Sophie slowly released a breath. “There was always the chance you would decide you loved me. I tried my best to please you last night, I cooked food you liked, I played Sophie the virgin whore, all to make you love me. Do you?” She stood there waiting.
Now would probably be the time to declare his undying love.
Then he watched as Sophie reached behind her and started to unbutton her gown. “Make love to me, one last time,” she said, and let the gown slide down her arms and drop to the floor.
Then she looked at him, her lips slightly parted. “I know you like the chaste Miss Westmore when we are with your family, but you like it when I’m Sophie too.” She was appealing, lovely, wearing just the corset, all pink ribbons and white lace, and fine white stockings.

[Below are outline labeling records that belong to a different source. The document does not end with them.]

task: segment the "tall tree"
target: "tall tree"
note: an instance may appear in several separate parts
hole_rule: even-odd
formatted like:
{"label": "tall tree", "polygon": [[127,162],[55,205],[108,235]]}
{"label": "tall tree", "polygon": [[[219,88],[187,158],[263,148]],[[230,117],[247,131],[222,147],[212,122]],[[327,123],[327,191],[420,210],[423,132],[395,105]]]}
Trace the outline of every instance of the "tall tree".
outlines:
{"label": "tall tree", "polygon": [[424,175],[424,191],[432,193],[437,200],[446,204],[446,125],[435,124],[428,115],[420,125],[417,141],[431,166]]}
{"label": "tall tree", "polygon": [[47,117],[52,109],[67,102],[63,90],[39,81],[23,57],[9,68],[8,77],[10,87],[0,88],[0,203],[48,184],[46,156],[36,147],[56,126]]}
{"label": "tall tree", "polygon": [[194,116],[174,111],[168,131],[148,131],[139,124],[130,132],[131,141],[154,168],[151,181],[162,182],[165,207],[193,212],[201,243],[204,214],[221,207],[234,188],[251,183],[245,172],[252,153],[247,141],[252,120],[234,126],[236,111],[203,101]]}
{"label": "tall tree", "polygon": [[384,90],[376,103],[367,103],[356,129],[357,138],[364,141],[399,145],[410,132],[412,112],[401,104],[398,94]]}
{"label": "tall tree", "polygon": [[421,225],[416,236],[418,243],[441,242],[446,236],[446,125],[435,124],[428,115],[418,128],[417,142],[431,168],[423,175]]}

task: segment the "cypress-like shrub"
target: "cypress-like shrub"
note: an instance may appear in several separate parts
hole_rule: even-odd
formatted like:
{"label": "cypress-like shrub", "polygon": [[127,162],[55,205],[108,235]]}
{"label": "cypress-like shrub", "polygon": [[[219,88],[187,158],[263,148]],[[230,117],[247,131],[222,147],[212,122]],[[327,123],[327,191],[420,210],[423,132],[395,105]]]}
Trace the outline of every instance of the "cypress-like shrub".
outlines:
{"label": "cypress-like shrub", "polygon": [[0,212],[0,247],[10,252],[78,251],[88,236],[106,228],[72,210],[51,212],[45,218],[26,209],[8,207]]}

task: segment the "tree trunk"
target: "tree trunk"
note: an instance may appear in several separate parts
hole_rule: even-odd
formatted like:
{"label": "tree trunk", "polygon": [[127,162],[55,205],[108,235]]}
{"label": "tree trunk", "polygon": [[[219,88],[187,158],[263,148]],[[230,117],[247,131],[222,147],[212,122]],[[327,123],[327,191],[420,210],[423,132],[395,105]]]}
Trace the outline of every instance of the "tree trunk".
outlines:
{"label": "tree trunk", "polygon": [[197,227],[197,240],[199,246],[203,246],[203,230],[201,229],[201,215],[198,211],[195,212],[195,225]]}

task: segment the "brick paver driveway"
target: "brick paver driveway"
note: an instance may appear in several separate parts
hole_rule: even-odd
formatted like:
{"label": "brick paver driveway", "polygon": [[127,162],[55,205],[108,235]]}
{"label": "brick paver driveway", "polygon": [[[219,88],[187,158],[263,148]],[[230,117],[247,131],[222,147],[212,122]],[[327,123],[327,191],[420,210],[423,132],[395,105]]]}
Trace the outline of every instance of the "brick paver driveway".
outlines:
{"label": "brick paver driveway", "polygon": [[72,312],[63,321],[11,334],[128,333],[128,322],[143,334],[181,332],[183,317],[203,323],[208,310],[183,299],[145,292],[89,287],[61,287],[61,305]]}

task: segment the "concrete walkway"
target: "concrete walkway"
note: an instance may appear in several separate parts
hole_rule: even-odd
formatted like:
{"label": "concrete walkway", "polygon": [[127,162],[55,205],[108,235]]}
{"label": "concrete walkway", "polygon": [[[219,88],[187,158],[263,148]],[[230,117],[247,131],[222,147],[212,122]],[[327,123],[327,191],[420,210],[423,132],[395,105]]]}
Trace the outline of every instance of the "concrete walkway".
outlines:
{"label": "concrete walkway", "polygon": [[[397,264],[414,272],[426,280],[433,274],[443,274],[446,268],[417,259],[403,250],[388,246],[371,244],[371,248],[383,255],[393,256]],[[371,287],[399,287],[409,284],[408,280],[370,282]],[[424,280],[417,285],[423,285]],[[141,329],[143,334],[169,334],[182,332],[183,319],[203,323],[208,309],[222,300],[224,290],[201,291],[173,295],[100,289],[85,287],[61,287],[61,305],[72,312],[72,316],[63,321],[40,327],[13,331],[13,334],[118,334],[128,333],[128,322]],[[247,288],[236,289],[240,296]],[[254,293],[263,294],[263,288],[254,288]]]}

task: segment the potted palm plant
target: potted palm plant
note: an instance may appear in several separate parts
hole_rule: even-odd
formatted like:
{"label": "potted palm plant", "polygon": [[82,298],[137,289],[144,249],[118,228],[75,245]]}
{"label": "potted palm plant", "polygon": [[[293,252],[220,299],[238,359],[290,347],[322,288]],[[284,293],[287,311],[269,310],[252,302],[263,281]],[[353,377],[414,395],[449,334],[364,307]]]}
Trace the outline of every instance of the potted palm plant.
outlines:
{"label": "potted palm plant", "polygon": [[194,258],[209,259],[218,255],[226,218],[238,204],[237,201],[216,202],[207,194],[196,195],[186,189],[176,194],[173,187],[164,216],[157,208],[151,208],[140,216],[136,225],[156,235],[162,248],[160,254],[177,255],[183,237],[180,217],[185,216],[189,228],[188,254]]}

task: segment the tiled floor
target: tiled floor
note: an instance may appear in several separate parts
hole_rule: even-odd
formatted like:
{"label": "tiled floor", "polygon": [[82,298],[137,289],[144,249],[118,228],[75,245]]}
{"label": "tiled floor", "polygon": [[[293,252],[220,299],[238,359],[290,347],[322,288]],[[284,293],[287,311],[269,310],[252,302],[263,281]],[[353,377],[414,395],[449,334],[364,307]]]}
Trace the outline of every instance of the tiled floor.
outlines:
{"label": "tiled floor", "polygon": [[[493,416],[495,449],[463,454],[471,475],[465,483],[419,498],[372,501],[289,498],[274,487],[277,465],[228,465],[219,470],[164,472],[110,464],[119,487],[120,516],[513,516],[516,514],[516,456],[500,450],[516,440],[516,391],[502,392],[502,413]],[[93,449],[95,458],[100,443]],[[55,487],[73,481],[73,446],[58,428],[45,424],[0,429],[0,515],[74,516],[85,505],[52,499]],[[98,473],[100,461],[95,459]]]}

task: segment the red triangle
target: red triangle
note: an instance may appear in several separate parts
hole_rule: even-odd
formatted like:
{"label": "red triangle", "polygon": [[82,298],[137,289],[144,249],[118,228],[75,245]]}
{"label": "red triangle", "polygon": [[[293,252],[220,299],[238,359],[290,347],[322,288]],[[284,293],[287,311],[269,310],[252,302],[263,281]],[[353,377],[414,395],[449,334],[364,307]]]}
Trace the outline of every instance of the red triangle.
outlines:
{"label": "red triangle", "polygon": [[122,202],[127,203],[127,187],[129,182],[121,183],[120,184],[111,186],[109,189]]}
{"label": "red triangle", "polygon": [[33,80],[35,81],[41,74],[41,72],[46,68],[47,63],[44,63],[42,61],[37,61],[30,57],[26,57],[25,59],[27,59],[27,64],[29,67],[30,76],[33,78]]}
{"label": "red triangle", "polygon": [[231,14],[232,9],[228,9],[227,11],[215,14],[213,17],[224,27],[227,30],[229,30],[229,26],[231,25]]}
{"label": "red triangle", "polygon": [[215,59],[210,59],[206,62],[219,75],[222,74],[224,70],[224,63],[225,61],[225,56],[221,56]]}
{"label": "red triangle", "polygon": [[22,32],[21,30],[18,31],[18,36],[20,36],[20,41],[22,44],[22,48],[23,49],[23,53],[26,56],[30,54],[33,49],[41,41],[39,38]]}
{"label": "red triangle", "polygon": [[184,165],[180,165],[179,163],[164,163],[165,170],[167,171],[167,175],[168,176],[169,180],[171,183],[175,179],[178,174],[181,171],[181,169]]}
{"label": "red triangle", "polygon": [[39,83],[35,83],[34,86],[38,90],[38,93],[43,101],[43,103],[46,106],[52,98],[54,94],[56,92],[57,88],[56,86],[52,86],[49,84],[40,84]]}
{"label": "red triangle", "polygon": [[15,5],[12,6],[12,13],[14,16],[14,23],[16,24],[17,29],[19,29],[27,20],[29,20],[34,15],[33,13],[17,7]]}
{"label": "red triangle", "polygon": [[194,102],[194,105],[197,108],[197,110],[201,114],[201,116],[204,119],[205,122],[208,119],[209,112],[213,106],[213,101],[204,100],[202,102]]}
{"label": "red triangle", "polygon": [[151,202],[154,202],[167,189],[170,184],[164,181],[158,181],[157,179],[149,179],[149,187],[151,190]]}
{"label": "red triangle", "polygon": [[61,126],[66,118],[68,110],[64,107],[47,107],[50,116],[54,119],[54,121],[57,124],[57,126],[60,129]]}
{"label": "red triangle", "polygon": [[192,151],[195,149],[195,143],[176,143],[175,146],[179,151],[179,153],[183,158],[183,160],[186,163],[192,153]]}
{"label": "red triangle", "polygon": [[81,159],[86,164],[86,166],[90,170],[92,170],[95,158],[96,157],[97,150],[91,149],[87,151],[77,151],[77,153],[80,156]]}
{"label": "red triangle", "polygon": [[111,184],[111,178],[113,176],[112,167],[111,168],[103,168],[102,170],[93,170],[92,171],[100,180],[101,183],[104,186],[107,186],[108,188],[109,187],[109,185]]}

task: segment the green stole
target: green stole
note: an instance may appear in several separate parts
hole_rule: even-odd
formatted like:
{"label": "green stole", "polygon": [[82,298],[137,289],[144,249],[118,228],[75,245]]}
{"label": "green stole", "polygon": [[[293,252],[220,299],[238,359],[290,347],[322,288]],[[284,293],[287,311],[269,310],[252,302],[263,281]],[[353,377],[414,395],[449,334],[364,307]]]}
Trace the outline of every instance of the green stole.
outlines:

She must have been shopping on her own in the last few months, he couldn’t see Eliza helping her purchase that outfit.
She wanted to make love, he wanted to make love to her. He went to her and picked her up.

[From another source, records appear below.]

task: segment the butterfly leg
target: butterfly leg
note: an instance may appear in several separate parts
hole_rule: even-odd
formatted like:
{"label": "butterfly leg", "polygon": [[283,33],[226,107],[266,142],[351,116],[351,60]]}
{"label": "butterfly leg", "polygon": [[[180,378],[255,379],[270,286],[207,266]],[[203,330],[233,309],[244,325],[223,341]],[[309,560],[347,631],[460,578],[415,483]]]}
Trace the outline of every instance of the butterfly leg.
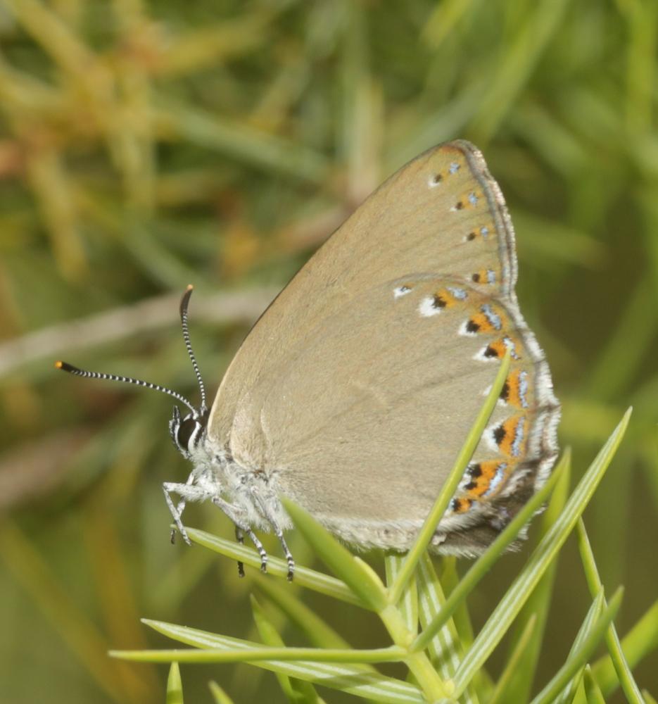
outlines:
{"label": "butterfly leg", "polygon": [[[235,527],[235,539],[240,543],[244,545],[244,531],[239,526]],[[244,577],[244,562],[238,560],[238,577]]]}
{"label": "butterfly leg", "polygon": [[[190,474],[189,474],[189,477],[187,477],[187,481],[185,482],[185,485],[186,486],[189,486],[189,485],[194,481],[194,472],[191,472]],[[178,505],[176,507],[176,513],[178,514],[178,517],[179,518],[181,518],[181,519],[182,518],[183,511],[185,510],[185,503],[186,503],[186,501],[185,501],[184,498],[182,498],[178,502]],[[175,543],[175,539],[176,539],[176,529],[175,528],[172,528],[172,529],[171,529],[171,536],[170,537],[171,537],[171,544],[173,545],[174,543]]]}
{"label": "butterfly leg", "polygon": [[281,543],[281,546],[284,551],[284,555],[286,555],[286,560],[288,562],[288,581],[292,582],[293,577],[295,574],[295,560],[293,558],[292,553],[291,553],[290,548],[288,547],[288,543],[286,542],[283,529],[281,529],[281,526],[279,524],[279,522],[277,520],[274,513],[270,510],[269,505],[267,505],[267,502],[265,500],[265,498],[263,498],[262,496],[260,496],[258,490],[252,489],[251,495],[258,503],[261,513],[267,520],[267,522],[272,526],[272,529],[274,532],[274,535],[276,535],[276,536],[279,539],[279,542]]}
{"label": "butterfly leg", "polygon": [[191,545],[192,541],[189,539],[187,531],[185,530],[185,528],[183,526],[182,521],[181,521],[180,513],[179,513],[178,508],[174,505],[170,492],[173,491],[177,494],[179,496],[183,499],[183,501],[201,501],[204,498],[208,498],[208,491],[206,491],[205,489],[202,489],[201,486],[194,486],[193,484],[177,484],[174,482],[165,482],[163,484],[163,491],[165,494],[165,501],[167,502],[167,505],[169,507],[169,511],[172,515],[172,517],[174,519],[174,522],[176,524],[178,532],[180,533],[183,540],[184,540],[188,545]]}
{"label": "butterfly leg", "polygon": [[[225,501],[220,496],[213,496],[213,503],[218,508],[220,508],[232,521],[235,524],[236,526],[236,535],[237,536],[237,531],[239,530],[241,533],[246,534],[249,540],[253,543],[254,547],[258,551],[258,554],[260,555],[260,571],[267,572],[267,553],[265,552],[265,548],[262,546],[262,543],[258,540],[258,536],[249,527],[248,525],[246,524],[244,520],[244,517],[243,515],[243,512],[241,511],[240,509],[234,506],[232,503],[229,503],[228,501]],[[238,565],[238,572],[239,574],[240,566]]]}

Her arms slid around his neck as he carried her to the bed. One last time. He managed to p
ull the covers back clumsily with one hand, and then dropped her on the bed. She curled up on her side and rested her head on her hand. The way she moved was most sensual thing he could ever remember seeing.
He shed his jacket.
“I could help you,” she said as he removed his cravat, then loosened his shirt from the waistband of his trousers. Her hair cascaded over her shoulders and her breasts when she lay like that. Like the darkest veil. He fumbled with the top button.
“I can manage.” Found he had to lift his chin higher. He got the bloody thing undone, and then the rest of the buttons followed.
Above the lace of the corset, her breasts were so white, with the finest blue veins leading to the nipples peeping just above the lace, nipples the same red as her lips.
He ripped the shirt off, and his wrists got caught in the cuffs. Bloody cuff links. Her lips a little parted as she waited for him to undress. Then Sophie turned onto her back and stretched like a cat. She arched her back and ran her fingers the length of her body. She was more erotic than sensual now.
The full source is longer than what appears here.